Many years ago the Boston Globe told the story of an unusual wedding reception. A woman and her fiancée had arranged to have their wedding reception at the Hyatt Hotel in Boston, and the contract came to over $13,000. But on the day the invitations were to go out, the groom got cold feet. When the woman went to the Hyatt to cancel the reception she found that she could not, unless she was willing to forfeit the vast majority of what she had paid.
It turned out that ten years before this same bride had lived in a homeless shelter. She had been fortunate enough to get a good job and get back on her feet. Now she had the idea of using her savings to treat the down and outs of Boston to a night on the town. So the Hyatt Hotel hosted a party such as it had never seen before. She and sent invitations to shelters and rescue missions throughout the city. That summer night, people who were used to eating out of garbage cans dined on chicken cordon bleu. Hyatt waiters in tuxedos served hors d’ouevres to elderly vagrants propped up by crutches and walkers. Bag ladies and drug addicts took a night off from the hard life on the sidewalks outside and sipped champagne, ate chocolate wedding cake, and danced to big band melodies late into the night.
For this jilted bride to be, this unusual dinner party turned a negative experience into a positive one. In fact it’s now an example that has been followed by other jilted brides over the years. It sends to us a message: the banquet must go on. Jesus invites us to embrace this humble attitude as a way of life. Table manners concerned with inclusivity and love, an eagerness to serve God, a willingness to serve in Jesus’ name. Jesus says, when you give a banquet, remember him. Remember how Jesus went to banquets and healed. Jesus went to banquets and forgave. He went to the banquets are provided new wine, so the wedding party could celebrate. He went to banquets of sinners, tax collectors and prostitutes as well as renowned Pharisees. Jesus comes to our banquet to celebrate with us.

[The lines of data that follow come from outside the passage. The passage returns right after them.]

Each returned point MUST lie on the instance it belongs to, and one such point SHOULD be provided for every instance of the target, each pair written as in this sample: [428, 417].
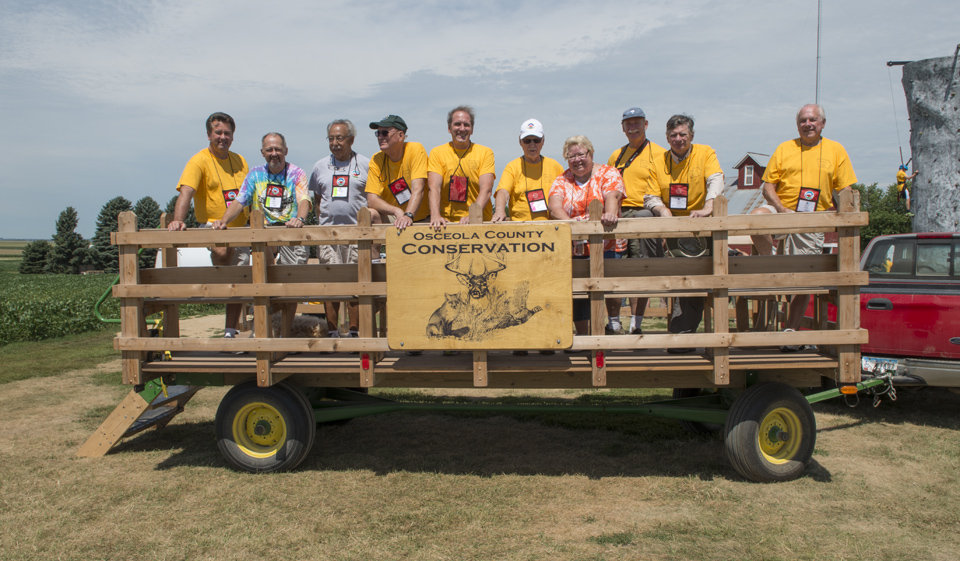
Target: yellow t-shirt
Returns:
[215, 182]
[636, 176]
[384, 171]
[682, 186]
[822, 169]
[521, 177]
[474, 162]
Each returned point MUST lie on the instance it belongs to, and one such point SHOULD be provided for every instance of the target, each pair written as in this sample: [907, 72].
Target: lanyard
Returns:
[633, 157]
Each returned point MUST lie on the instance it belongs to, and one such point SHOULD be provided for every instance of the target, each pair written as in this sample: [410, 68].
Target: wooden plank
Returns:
[275, 235]
[112, 429]
[848, 297]
[790, 283]
[294, 290]
[721, 310]
[598, 308]
[368, 375]
[131, 313]
[480, 369]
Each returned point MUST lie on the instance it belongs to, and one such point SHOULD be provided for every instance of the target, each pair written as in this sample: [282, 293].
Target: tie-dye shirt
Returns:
[276, 195]
[576, 199]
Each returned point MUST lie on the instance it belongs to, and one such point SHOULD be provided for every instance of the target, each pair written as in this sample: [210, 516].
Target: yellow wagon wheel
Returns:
[770, 433]
[264, 429]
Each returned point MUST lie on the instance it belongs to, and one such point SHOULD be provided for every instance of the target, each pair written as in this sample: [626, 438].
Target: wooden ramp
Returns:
[136, 414]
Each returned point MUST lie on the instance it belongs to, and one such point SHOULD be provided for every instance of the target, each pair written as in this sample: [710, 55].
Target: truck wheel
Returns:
[694, 426]
[770, 433]
[263, 429]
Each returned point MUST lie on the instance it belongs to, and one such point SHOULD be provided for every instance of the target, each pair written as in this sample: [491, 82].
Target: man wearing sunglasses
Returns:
[398, 174]
[460, 173]
[634, 161]
[525, 185]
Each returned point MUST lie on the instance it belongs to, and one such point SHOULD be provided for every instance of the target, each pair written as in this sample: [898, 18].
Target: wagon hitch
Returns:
[875, 387]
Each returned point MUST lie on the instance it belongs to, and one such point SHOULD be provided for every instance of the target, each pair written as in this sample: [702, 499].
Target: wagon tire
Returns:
[263, 429]
[695, 427]
[770, 433]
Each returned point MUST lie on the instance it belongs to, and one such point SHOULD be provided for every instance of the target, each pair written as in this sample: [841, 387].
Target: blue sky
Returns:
[106, 98]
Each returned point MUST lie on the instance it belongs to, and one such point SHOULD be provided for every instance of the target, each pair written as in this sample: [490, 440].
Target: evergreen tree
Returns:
[190, 221]
[70, 250]
[34, 257]
[106, 255]
[148, 218]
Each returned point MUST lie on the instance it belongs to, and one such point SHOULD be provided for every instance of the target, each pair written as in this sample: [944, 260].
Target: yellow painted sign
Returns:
[483, 287]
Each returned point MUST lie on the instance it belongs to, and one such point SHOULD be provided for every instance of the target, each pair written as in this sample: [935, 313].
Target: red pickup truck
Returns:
[912, 308]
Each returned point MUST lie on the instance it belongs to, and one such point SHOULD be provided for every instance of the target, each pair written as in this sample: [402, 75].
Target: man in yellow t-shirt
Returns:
[398, 174]
[460, 173]
[211, 179]
[634, 161]
[802, 176]
[525, 185]
[902, 189]
[684, 181]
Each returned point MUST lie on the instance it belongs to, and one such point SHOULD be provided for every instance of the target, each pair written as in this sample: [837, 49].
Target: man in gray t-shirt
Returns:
[338, 183]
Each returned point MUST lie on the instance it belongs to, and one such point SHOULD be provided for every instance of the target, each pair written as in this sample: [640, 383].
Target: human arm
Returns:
[501, 202]
[181, 209]
[555, 203]
[483, 194]
[611, 207]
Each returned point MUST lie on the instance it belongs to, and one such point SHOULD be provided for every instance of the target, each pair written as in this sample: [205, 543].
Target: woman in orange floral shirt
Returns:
[571, 194]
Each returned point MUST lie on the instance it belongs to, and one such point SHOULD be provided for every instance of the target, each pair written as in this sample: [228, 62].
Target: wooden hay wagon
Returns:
[485, 290]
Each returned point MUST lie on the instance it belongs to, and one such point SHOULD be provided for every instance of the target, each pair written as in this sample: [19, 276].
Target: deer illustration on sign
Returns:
[482, 307]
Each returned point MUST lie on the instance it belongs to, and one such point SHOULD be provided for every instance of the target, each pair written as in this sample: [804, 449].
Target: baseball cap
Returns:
[531, 127]
[390, 121]
[633, 112]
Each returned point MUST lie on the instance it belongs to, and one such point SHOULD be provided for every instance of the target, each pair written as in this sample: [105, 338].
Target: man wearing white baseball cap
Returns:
[525, 185]
[634, 161]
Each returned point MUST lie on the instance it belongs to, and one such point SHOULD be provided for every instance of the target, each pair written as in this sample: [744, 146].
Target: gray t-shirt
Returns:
[340, 186]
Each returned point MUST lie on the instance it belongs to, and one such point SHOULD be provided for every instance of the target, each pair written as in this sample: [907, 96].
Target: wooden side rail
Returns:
[716, 277]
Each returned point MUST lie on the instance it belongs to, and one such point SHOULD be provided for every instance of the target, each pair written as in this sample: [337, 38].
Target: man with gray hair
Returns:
[339, 183]
[634, 161]
[802, 176]
[684, 181]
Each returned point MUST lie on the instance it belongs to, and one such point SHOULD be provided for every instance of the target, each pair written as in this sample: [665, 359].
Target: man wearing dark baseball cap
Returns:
[634, 161]
[398, 174]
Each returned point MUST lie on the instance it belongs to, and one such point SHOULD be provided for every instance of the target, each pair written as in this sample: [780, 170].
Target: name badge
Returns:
[400, 190]
[229, 195]
[457, 190]
[808, 199]
[678, 196]
[273, 198]
[341, 186]
[536, 200]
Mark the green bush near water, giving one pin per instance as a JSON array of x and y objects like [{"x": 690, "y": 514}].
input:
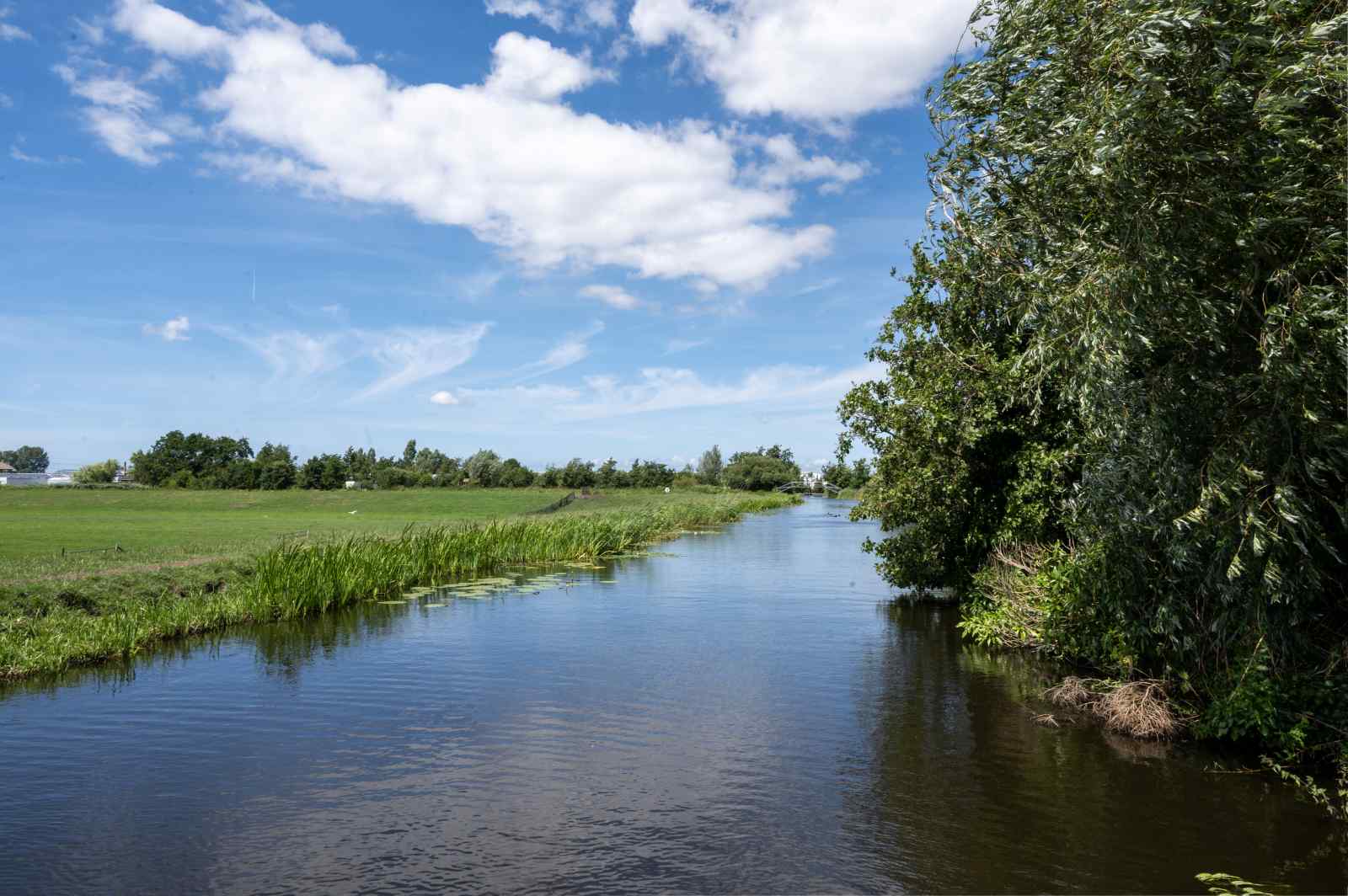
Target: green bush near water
[
  {"x": 1122, "y": 357},
  {"x": 84, "y": 623}
]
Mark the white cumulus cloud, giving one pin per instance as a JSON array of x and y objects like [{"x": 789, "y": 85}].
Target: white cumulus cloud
[
  {"x": 506, "y": 158},
  {"x": 804, "y": 58},
  {"x": 559, "y": 13},
  {"x": 534, "y": 69},
  {"x": 172, "y": 330},
  {"x": 612, "y": 296}
]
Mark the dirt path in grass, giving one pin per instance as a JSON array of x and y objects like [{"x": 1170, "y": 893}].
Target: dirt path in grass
[{"x": 118, "y": 570}]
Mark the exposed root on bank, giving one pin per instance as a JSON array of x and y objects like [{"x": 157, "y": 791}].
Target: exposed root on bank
[
  {"x": 1072, "y": 693},
  {"x": 1137, "y": 709}
]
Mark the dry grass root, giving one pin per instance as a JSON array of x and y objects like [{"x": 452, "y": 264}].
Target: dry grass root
[{"x": 1137, "y": 709}]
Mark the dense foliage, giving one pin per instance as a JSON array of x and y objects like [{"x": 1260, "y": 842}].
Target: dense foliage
[
  {"x": 1125, "y": 341},
  {"x": 29, "y": 458},
  {"x": 204, "y": 462},
  {"x": 761, "y": 471},
  {"x": 94, "y": 473}
]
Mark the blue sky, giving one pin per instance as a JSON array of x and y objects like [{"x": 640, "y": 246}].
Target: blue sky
[{"x": 556, "y": 228}]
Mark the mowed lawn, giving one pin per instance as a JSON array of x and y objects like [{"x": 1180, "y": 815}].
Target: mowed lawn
[{"x": 37, "y": 523}]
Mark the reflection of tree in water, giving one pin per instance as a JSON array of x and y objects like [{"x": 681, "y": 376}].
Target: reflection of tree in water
[
  {"x": 285, "y": 648},
  {"x": 956, "y": 787}
]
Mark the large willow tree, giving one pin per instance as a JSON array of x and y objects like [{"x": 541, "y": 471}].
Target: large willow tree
[{"x": 1126, "y": 340}]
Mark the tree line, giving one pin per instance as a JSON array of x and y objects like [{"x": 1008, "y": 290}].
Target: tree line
[
  {"x": 30, "y": 458},
  {"x": 1114, "y": 414},
  {"x": 200, "y": 461}
]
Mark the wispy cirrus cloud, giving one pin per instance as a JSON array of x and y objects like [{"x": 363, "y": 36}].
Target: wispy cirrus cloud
[
  {"x": 559, "y": 15},
  {"x": 11, "y": 31},
  {"x": 172, "y": 330},
  {"x": 615, "y": 296},
  {"x": 404, "y": 356},
  {"x": 570, "y": 349},
  {"x": 411, "y": 356},
  {"x": 671, "y": 388},
  {"x": 654, "y": 390},
  {"x": 677, "y": 345},
  {"x": 847, "y": 57}
]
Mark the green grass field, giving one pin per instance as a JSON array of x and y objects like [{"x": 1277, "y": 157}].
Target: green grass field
[
  {"x": 159, "y": 525},
  {"x": 201, "y": 561}
]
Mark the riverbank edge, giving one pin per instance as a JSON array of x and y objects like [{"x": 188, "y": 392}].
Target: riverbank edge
[
  {"x": 119, "y": 616},
  {"x": 1008, "y": 610}
]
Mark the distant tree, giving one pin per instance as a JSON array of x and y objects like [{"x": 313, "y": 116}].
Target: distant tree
[
  {"x": 325, "y": 472},
  {"x": 391, "y": 477},
  {"x": 607, "y": 473},
  {"x": 579, "y": 475},
  {"x": 837, "y": 473},
  {"x": 860, "y": 473},
  {"x": 711, "y": 468},
  {"x": 202, "y": 457},
  {"x": 361, "y": 465},
  {"x": 514, "y": 475},
  {"x": 239, "y": 475},
  {"x": 29, "y": 458},
  {"x": 275, "y": 468},
  {"x": 759, "y": 472},
  {"x": 647, "y": 475},
  {"x": 98, "y": 472},
  {"x": 482, "y": 468}
]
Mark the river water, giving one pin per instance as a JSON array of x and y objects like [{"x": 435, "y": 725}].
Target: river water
[{"x": 746, "y": 714}]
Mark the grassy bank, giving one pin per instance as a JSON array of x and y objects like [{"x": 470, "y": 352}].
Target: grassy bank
[{"x": 51, "y": 624}]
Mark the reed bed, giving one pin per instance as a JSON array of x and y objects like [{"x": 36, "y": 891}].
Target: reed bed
[{"x": 297, "y": 579}]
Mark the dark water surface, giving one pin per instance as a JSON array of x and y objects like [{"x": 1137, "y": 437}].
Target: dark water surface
[{"x": 747, "y": 716}]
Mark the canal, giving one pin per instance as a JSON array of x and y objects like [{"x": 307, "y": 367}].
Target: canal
[{"x": 745, "y": 712}]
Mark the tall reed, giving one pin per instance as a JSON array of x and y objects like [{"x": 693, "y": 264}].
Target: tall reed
[{"x": 298, "y": 579}]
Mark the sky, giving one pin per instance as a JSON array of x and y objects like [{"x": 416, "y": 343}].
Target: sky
[{"x": 553, "y": 228}]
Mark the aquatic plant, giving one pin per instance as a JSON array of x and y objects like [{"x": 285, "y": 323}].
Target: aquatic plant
[{"x": 298, "y": 579}]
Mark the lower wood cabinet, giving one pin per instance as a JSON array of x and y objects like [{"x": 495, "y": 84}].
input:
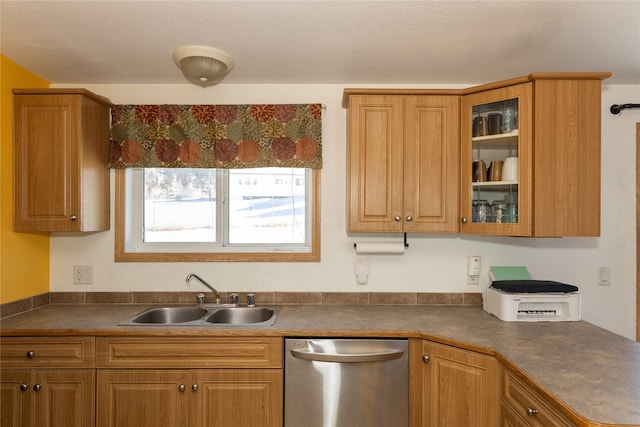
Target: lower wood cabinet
[
  {"x": 189, "y": 382},
  {"x": 190, "y": 398},
  {"x": 47, "y": 382},
  {"x": 459, "y": 387},
  {"x": 47, "y": 397},
  {"x": 522, "y": 406}
]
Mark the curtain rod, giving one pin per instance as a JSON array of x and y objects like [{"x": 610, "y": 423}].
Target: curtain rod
[{"x": 616, "y": 109}]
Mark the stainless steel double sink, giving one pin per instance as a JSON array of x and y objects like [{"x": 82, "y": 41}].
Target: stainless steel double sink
[{"x": 213, "y": 315}]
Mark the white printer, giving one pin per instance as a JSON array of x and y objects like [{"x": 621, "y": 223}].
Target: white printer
[{"x": 525, "y": 300}]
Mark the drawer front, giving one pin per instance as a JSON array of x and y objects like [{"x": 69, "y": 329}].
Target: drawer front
[
  {"x": 530, "y": 405},
  {"x": 33, "y": 352},
  {"x": 249, "y": 352}
]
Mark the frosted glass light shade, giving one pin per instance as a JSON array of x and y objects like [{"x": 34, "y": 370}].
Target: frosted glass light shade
[{"x": 202, "y": 65}]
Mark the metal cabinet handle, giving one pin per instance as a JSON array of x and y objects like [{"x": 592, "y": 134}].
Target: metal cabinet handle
[{"x": 531, "y": 411}]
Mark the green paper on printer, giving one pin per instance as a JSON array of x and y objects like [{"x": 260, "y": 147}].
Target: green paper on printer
[{"x": 509, "y": 273}]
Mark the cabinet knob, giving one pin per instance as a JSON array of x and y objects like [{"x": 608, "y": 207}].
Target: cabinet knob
[{"x": 531, "y": 411}]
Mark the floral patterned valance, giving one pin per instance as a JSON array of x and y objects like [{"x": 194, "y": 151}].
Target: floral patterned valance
[{"x": 216, "y": 136}]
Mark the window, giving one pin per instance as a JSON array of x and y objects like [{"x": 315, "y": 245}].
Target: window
[{"x": 264, "y": 214}]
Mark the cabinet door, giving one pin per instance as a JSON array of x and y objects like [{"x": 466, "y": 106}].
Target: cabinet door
[
  {"x": 15, "y": 397},
  {"x": 374, "y": 164},
  {"x": 143, "y": 398},
  {"x": 431, "y": 163},
  {"x": 61, "y": 180},
  {"x": 567, "y": 156},
  {"x": 480, "y": 198},
  {"x": 460, "y": 388},
  {"x": 46, "y": 168},
  {"x": 64, "y": 398},
  {"x": 238, "y": 397}
]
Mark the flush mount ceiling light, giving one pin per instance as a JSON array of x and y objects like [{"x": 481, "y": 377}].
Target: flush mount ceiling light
[{"x": 203, "y": 65}]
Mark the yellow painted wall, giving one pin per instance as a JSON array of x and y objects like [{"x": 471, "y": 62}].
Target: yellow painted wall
[{"x": 24, "y": 257}]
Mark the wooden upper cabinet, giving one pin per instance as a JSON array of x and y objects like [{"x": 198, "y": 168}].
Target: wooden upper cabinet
[
  {"x": 557, "y": 143},
  {"x": 402, "y": 163},
  {"x": 61, "y": 141}
]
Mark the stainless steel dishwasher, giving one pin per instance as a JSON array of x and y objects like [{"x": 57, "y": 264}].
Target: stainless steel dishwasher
[{"x": 346, "y": 383}]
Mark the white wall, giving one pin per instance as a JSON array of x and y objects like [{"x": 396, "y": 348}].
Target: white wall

Remember, Jesus says, every day our table manners. We are called to hospitality not just based in food, but in feeding the world that craves for love, kindness, creating hope and reconciliation. We are the channel by which Jesus reveals the love and salvation of God to the world. It is our task to join each other, join our neighbor wherever they are spiritually or physically hungry. So let us mind our table manners like Jesus did: being humble and open to all around us -- and keep the feast. Amen.